Not one word about the kiss, about…well, anything.

So I decide I’ll take it to his doorstep. Have that talk.

Figure out why we kissed like that, and what we’re gonna do about it.

Yeah. So much for that plan.

I’m fuming away so white-hot it’s a minor miracle I don’t start a brush fire with the heat simmering off me on the drive home.

See if I ever pick up the phone for Holt again.

Hell, I even tried calling him earlier today and he just let it go to voicemail.

I get it now.

I read him loud and crystal clear.

This man plays a certain kind of game.

Shame I’m not the kinda girl who likes being toyed with.

By the time I get home, though, I’ve got another reason to be furious.

Reid Cherish’s decommissioned military Jeep is parked in my driveway.

It’s his lucky day.

My fuse is about a micron long.

He’s standing outside in one of his three-piece suits, so crisp and cool I don’t think he even sweats in this heat. Gecko man just watches me with those flinty eyes, adjusting his cuffs as I pull up.
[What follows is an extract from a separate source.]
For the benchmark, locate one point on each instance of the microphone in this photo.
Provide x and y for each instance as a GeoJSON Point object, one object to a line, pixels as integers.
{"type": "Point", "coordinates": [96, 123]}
If he pushes my buttons, there’s gonna be a second body in that ghost town.

I hop out of my truck, stink eye flying.

“The hell are you doing here?” I demand.

“Miss Potter,” he starts, and I slice a hand out, cutting him off.

“Don’t. I’m so not in the mood for your Jeeves shit today,” I snarl. “Get straight to the point, and then leave.”

He sighs. Long and slow. Like he’s drawing it out just to annoy me.

My eye twitches.

“Miss Potter, you still haven’t called to schedule a meeting about—”

“I haven’t called, and I ain’t gonna.” I stalk closer, glaring up at him. “You came out here to try that old song and dance again? I told you. I’m not interested in anything that makes it easier for y’all to get your dirty fingers all over my ranch.”

I know, I know, I’m being a banshee.

But now, more than ever, I can’t let him find out about that body.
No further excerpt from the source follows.